FolkestoneJack's Tracks

Thoughts about Dunkirk

Posted in Dunkirk, France by folkestonejack on August 3, 2017

I made a trip to the IMAX theatre at the Science Museum (an impressive 16.8m tall screen that is the height of four double-decker buses) last week to see Christopher Nolan’s new film about Dunkirk and have been reflecting on it a little since then.

First up, I have to say that watching the 15/70mm film format version on such a gigantic screen places you in the action in a way that I have never experienced at a cinema before.
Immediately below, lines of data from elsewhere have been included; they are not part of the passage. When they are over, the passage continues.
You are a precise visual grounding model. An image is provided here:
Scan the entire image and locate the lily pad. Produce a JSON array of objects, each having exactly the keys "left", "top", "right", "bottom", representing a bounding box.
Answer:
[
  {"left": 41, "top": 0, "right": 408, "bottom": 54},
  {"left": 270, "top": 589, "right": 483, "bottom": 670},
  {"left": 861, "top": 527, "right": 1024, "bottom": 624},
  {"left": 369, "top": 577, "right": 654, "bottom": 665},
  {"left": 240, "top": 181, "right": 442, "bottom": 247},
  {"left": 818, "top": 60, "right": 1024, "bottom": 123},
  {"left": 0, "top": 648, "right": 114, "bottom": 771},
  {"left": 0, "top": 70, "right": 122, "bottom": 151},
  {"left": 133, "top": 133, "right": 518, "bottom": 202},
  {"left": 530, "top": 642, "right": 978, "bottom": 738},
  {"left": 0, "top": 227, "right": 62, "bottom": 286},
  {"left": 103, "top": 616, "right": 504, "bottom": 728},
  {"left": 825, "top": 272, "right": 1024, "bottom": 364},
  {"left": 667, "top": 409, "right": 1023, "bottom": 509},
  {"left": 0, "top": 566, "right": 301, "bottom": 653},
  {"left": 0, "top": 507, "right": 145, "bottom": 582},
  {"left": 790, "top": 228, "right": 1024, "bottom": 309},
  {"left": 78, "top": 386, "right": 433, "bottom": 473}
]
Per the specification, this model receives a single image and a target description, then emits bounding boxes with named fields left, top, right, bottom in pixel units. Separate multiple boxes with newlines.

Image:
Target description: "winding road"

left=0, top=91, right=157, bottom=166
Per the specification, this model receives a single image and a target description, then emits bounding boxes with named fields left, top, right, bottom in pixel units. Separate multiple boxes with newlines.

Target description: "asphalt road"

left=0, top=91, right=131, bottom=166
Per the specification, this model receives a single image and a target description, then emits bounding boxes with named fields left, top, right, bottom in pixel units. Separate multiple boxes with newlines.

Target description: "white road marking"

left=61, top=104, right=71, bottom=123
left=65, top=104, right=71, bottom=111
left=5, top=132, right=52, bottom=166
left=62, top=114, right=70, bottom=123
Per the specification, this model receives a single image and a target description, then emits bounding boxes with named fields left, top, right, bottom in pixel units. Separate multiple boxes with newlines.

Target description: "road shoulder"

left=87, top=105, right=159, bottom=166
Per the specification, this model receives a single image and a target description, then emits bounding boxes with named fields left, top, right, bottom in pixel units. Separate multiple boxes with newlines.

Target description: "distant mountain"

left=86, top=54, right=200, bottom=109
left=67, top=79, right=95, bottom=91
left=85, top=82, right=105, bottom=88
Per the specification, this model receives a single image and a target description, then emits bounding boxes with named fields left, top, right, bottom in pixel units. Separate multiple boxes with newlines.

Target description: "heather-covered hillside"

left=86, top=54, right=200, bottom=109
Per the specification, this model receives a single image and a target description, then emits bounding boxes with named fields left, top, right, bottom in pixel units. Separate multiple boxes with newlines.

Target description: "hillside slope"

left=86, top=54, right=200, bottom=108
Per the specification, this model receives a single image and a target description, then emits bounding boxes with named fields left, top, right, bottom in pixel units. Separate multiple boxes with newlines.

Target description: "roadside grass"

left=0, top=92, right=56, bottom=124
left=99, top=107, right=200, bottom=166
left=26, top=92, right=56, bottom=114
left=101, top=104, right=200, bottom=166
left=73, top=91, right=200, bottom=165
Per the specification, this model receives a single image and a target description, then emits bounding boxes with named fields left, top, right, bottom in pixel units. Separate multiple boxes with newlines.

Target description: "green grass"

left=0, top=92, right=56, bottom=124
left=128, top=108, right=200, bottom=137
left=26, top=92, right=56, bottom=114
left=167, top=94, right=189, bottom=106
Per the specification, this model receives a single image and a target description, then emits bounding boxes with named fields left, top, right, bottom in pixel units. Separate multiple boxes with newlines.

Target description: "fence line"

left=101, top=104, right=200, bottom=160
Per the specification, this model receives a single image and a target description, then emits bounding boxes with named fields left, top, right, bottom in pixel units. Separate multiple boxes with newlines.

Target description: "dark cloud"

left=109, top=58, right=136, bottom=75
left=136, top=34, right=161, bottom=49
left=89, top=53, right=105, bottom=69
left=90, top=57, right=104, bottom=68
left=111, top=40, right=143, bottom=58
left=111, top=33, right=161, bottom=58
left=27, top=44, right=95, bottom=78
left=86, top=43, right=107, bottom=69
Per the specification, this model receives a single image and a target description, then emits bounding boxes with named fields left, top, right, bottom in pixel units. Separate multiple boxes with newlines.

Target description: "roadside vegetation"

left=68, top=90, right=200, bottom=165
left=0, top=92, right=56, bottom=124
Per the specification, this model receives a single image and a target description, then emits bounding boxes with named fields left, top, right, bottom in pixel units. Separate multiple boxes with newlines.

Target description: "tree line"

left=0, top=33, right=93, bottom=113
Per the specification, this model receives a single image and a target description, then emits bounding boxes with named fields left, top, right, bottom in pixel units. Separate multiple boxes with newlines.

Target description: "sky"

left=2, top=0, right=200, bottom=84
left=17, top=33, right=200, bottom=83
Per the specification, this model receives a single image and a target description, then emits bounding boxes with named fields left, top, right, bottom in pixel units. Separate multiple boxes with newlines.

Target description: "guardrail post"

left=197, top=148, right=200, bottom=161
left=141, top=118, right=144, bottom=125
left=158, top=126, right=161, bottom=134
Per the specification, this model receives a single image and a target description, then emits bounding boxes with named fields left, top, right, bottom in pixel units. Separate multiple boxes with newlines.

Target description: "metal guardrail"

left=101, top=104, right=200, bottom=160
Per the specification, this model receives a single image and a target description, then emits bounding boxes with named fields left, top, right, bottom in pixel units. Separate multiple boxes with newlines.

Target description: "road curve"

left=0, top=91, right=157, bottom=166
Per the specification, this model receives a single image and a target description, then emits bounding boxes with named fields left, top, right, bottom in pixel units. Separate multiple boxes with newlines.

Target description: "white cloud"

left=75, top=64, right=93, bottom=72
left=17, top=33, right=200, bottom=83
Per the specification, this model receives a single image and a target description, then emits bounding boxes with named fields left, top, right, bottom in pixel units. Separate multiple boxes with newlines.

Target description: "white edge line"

This ‘immersive’ experience is undoubtedly assisted by the absence of back stories and somewhat spartan dialogue which focuses your attention all the more on the individual battle to survive. The story of the evacuation that follows is never less than riveting, from the terror of the opening moments to the beautiful cinematography of the final spitfire sequence. The evocation of the green and pleasant land that the survivors return to in early Summer 1940 is quite wonderfully realised.
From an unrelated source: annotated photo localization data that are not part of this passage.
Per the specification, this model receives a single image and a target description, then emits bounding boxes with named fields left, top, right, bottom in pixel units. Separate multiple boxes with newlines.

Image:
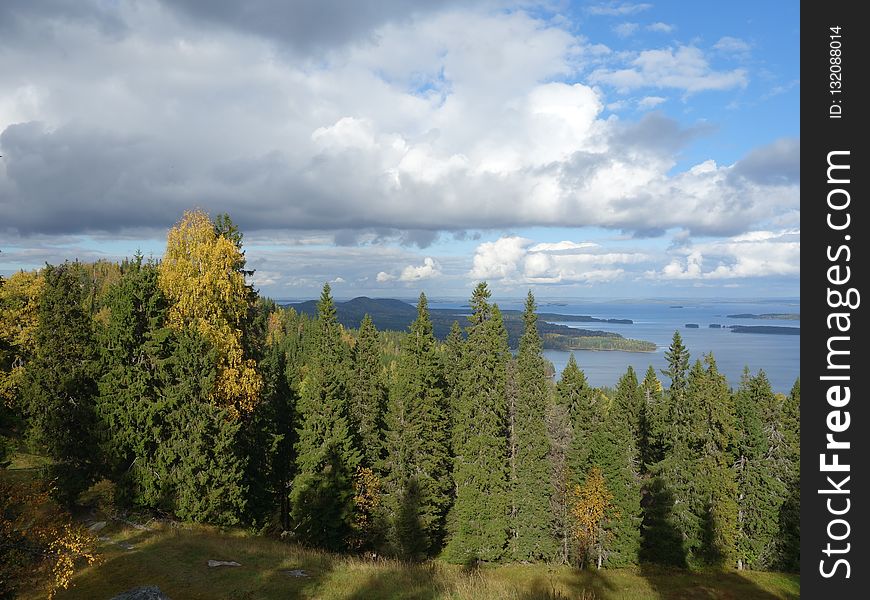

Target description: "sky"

left=0, top=0, right=800, bottom=300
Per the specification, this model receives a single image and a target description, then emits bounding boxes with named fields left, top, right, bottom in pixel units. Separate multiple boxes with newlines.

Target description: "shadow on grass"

left=51, top=525, right=334, bottom=600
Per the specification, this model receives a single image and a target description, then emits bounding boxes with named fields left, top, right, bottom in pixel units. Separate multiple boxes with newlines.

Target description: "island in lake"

left=729, top=325, right=800, bottom=335
left=727, top=313, right=800, bottom=320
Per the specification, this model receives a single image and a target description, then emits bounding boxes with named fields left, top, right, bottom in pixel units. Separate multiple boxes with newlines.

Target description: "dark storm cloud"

left=0, top=0, right=128, bottom=40
left=729, top=138, right=799, bottom=185
left=164, top=0, right=464, bottom=53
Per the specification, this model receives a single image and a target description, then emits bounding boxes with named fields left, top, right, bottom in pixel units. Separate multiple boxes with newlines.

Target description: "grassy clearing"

left=20, top=521, right=799, bottom=600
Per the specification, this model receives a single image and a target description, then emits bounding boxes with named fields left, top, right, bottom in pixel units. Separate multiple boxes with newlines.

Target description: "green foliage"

left=384, top=293, right=452, bottom=558
left=351, top=314, right=387, bottom=468
left=444, top=283, right=509, bottom=563
left=509, top=291, right=557, bottom=562
left=22, top=262, right=100, bottom=505
left=291, top=284, right=361, bottom=550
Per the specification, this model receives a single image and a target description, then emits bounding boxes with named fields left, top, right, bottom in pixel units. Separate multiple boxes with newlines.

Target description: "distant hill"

left=282, top=297, right=653, bottom=351
left=729, top=325, right=800, bottom=336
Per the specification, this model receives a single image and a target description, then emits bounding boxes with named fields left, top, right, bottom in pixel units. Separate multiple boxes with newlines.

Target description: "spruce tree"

left=444, top=283, right=509, bottom=563
left=776, top=377, right=800, bottom=571
left=613, top=366, right=643, bottom=441
left=22, top=263, right=100, bottom=505
left=384, top=293, right=452, bottom=557
left=351, top=314, right=386, bottom=469
left=639, top=365, right=665, bottom=472
left=734, top=369, right=785, bottom=570
left=509, top=291, right=556, bottom=561
left=291, top=283, right=361, bottom=550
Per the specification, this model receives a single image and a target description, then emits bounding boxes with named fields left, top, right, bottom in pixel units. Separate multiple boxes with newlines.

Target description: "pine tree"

left=444, top=283, right=509, bottom=563
left=351, top=314, right=386, bottom=469
left=509, top=291, right=556, bottom=561
left=659, top=331, right=690, bottom=451
left=384, top=293, right=452, bottom=557
left=291, top=283, right=361, bottom=550
left=22, top=263, right=100, bottom=505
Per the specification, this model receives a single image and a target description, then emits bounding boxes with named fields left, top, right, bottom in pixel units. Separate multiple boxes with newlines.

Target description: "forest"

left=0, top=210, right=800, bottom=598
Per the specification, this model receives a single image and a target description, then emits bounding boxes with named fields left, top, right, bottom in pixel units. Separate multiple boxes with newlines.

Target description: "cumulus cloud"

left=470, top=236, right=647, bottom=284
left=648, top=229, right=800, bottom=280
left=0, top=0, right=797, bottom=270
left=398, top=257, right=442, bottom=281
left=590, top=45, right=748, bottom=93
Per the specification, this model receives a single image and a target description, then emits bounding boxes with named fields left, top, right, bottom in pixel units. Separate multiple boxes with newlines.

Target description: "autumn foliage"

left=158, top=209, right=262, bottom=415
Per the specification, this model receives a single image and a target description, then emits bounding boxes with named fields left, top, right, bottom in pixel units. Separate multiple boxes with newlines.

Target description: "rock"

left=207, top=560, right=241, bottom=568
left=88, top=521, right=107, bottom=532
left=281, top=569, right=309, bottom=578
left=110, top=585, right=171, bottom=600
The film has picked up criticism from some quarters as an assault on the senses and for various historical inaccuracies, some of which were acknowledged up front as necessary adjustments to help the audience. I think I managed to suspend disbelief for the most part, though I was pulled up rather sharply by the 1970s refurbished carriage interiors that haven’t long disappeared from today’s railways! Overall, I thought it was an astonishing creation and if it gives us a fraction of the sense of what that experience was like then it is massive achievement.

I have very little idea what my grandfathers, Alf and Pete, went through at Dunkirk so anything that helps me get a feel for that I greatly appreciate. I’ve been through the war diaries, regimental histories and a fair few books over the years but I still can’t begin to imagine how traumatised the men were by the time they reached Dunkirk, let alone what they experienced on the beaches and in the water. The little I know makes me wish I had a better understanding of the sacrifices made by my grandparents whilst they were alive.

In reality no film could match up to horrors so great that men could not bring themselves to speak of for the rest of their lives. The same holds true of the 1958 film. My grandfather, Alf, was worried that the 1958 film would show the terrible sights that he had seen and would not let anyone see it until he had been to the cinema to check it out. In the end he was quite relieved that it didn’t come anywhere close.

It’s definitely worth catching at the cinema as it won’t be anywhere near as effective on the small screen. If you can find it at an IMAX screen so much the better.